I have rarely had an exchange of views change my thinking so much. Before this exchange, I thought I understood the arguments for Social Security reform. Now I realize that Daniel Moynihan is dead, and no one is interested in Social Security reform. Large millions of people feel that there is something immoral about Social Security, but they also feel that there is nothing immoral about leaving people to be the victim of choices that were not really choices at all. I don't understand that logic, and now I see I never will. I think that these people feel that they have the power, either through actual end-of-a-gun power, or God power. I think they're wrong, but I could never prove it, nor could they prove their power to me.

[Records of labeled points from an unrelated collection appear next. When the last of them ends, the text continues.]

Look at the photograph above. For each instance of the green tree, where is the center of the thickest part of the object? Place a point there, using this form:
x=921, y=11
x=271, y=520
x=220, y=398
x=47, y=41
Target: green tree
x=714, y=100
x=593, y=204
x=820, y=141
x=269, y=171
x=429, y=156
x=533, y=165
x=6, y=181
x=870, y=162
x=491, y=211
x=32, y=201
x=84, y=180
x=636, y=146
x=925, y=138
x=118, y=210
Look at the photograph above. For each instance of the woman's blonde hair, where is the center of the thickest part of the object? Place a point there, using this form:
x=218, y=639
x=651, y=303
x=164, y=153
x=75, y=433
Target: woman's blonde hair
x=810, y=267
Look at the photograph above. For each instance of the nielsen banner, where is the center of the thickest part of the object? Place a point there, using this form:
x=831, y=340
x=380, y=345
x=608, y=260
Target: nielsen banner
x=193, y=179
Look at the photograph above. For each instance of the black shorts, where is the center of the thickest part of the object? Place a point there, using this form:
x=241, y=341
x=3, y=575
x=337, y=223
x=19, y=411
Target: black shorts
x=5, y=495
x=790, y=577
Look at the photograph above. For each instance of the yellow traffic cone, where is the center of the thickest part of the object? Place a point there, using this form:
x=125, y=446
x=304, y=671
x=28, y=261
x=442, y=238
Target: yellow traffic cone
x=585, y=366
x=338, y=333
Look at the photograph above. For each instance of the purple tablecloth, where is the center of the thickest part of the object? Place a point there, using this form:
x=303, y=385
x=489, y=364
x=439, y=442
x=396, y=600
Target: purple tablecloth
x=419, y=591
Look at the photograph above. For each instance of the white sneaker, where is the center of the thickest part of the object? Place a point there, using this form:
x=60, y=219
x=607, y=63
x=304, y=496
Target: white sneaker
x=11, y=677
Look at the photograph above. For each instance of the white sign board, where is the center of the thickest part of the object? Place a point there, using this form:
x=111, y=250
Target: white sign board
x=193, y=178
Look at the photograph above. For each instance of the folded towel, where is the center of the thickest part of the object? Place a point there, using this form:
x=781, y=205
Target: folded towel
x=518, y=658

The basic thing I have changed my mind about is one of the points that is easiest for conservatives to prove: There used to be 16 workers for every retiree, now there are 3, soon there will be 2.

But the thing that really hit home for me, that I had to be reminded of again, is that without Social Security, there would be long stretches where I could not work at all. I would have to be sitting at home taking care of my parents and my brother. So now the 3 workers would have to be supporting me too. I am sure that this is true for everyone. I know that everyone has to either take time off, or jump off the fast track (and the slow track) to attend to family matters. It would even be more so without this social welfare system.

Once you define the system like that, then all of the disability benefits, all of the survivor benefits, fit in properly. The Social Security system, like a lot of other things, is not completely about the retirement of old people. It is about making sure that able-bodied workers are in a position to do things that generate the most tax dollars for the economy. In the end, it is better that the people who can make money should be free to do so. The economy is better off for it.

Is that moral? Sure it is.

The most important thing I have learned from A Red Mind In A Blue State exchange is that if you have to ask why, I could never explain it to you.

But I'll try sometime soon, when I discuss the idiocy of the Bankruptcy Reform legislation.